The Douugh Limited (ASX: DOU) share price remains suspended on Monday as it continues its correspondence with ASX Ltd (ASX: ASX) in respect to potential breaches of its recent placement and backdoor listing transaction.
However, this afternoon the company has released details on the queries that the stock exchange operator has made and also its answers to them.
What did Douugh say?
A lot was asked of and answered by Douugh in this release, but the main takeaway was that the parents of director Bert Mondello were issued a significant number of shares in breach of listing rule 10.11 before selling them for a big profit.
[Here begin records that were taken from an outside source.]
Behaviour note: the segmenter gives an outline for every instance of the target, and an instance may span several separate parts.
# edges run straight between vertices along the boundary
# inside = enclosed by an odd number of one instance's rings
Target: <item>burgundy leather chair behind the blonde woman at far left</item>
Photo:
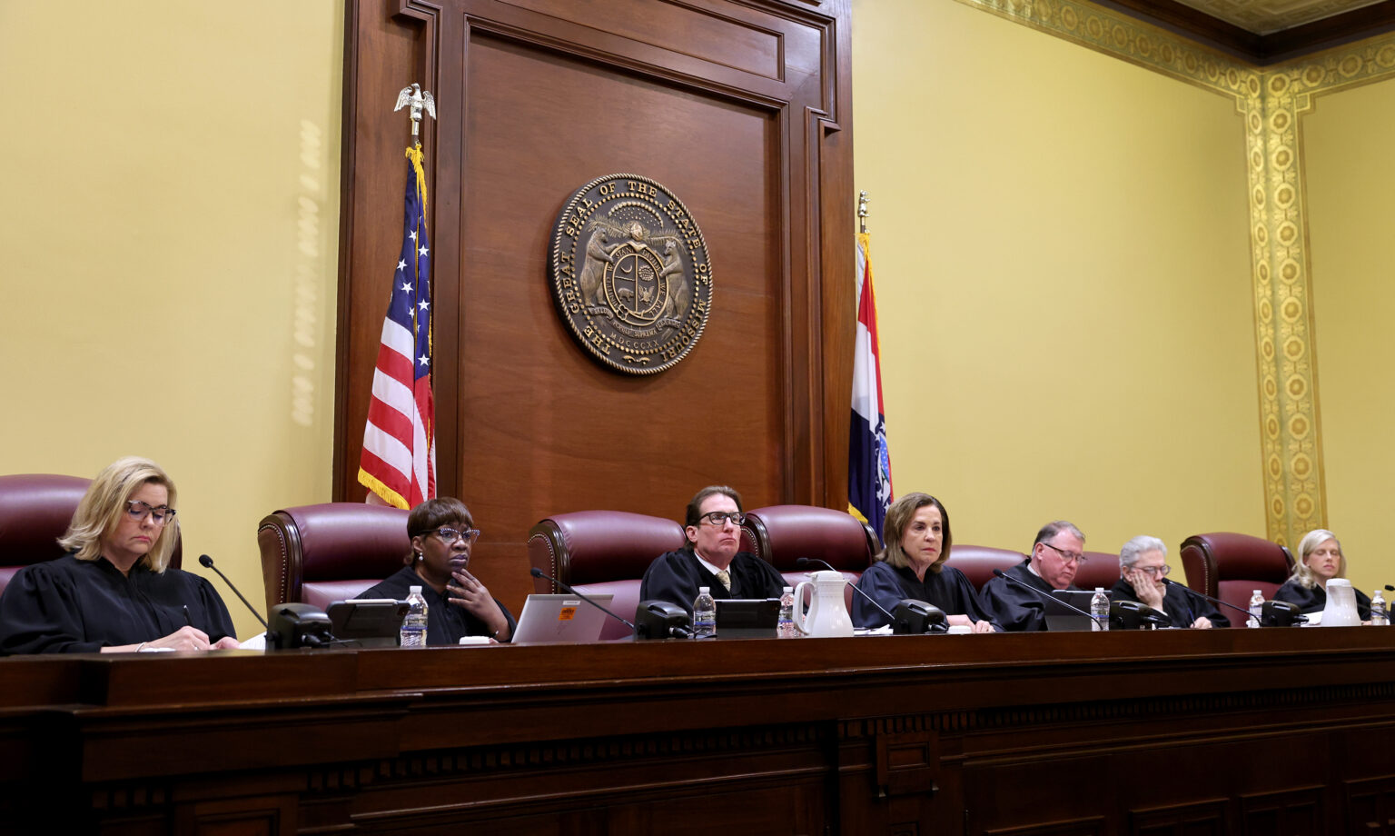
[[[24,567],[63,557],[59,537],[91,482],[54,473],[0,476],[0,592]],[[181,557],[176,540],[170,565],[179,568]]]

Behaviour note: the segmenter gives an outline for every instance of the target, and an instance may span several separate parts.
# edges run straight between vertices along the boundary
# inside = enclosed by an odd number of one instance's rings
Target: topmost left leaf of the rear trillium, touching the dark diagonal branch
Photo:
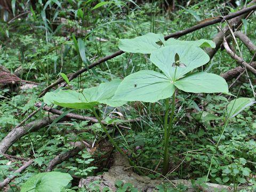
[[[133,39],[119,39],[118,47],[122,51],[131,53],[152,53],[161,45],[156,42],[165,42],[163,34],[148,33]]]

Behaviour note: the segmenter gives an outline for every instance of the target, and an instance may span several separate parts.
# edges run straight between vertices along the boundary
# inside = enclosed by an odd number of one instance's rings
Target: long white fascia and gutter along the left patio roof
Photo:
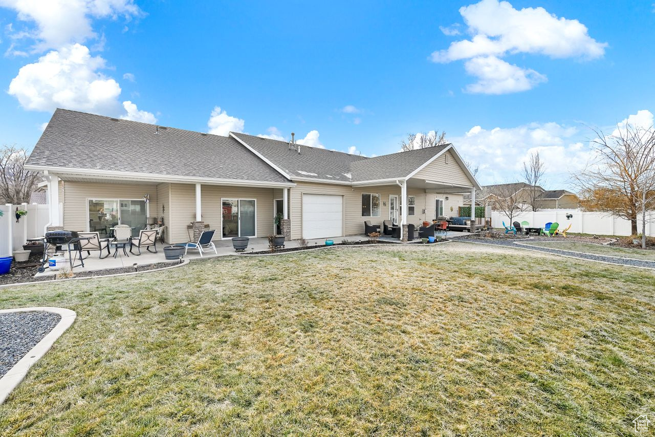
[[[295,187],[293,182],[269,182],[269,181],[249,181],[236,179],[218,179],[218,178],[193,178],[191,176],[172,176],[168,174],[148,174],[137,172],[117,172],[113,170],[97,170],[88,168],[67,168],[67,167],[50,167],[50,166],[25,166],[27,170],[48,171],[50,174],[58,176],[81,176],[88,178],[111,179],[123,178],[134,181],[149,182],[174,182],[174,183],[204,183],[206,185],[235,185],[251,187]]]

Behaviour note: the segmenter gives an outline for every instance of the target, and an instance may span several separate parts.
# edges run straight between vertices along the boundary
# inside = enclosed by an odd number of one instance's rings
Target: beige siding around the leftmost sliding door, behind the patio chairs
[[[157,204],[157,187],[150,184],[64,181],[64,228],[88,231],[88,199],[143,199],[150,195],[149,208]],[[149,213],[149,216],[154,211]]]

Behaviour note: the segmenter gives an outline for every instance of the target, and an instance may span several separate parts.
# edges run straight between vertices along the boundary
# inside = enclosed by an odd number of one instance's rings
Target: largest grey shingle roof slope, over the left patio
[[[56,109],[29,165],[289,182],[234,138]]]

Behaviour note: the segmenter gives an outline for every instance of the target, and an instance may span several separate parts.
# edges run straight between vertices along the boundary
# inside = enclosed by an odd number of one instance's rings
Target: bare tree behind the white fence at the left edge
[[[41,180],[41,174],[26,170],[27,160],[26,149],[16,145],[3,145],[0,148],[0,202],[14,205],[29,202],[29,197]]]

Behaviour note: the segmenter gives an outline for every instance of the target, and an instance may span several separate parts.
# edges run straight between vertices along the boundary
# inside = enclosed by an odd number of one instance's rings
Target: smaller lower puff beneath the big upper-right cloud
[[[478,56],[466,61],[464,68],[466,73],[477,77],[477,83],[466,86],[466,91],[471,93],[506,94],[525,91],[548,80],[533,69],[508,64],[496,56]]]

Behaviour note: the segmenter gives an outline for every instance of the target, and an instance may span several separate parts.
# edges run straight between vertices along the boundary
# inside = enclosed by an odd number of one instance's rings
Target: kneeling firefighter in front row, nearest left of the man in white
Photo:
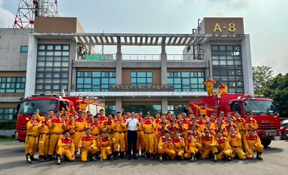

According to the release, corporate lawyer Steinepreis Paganin has reviewed its re-compliance register and found that Mr Mondello's parents were issued 3.35 million Douugh shares for 3 cents per share in a re-compliance capital raising. 3,117,500 of these shares were sold in October for a profit of $200,470.
The parents received a further 422,727 shares for 22 cents per share during its recent placement, which was announced along with its deal with Humm Group Ltd (ASX: HUM) in December. The Douugh share price ended that day at 29 cents, which was 32% higher than the placement price.
These compliance breaches certainly aren't a good look for a company that was until recently calling itself a neobank.
Douugh's shares will remain suspended while the ASX's enquiries continue.
What is Douugh?
Douugh is a financial wellness app provider aiming to disrupt the business model of banking.
As things stand, however, it is unclear how many users the company has for its app, which is available in Apple's App Store with a 3.9 star rating from 54 reviews.
What else remains unclear is just how the company is going to differentiate itself in a crowded financial wellness market filled with other apps that arguably have stronger features and better ratings such as Humaniti.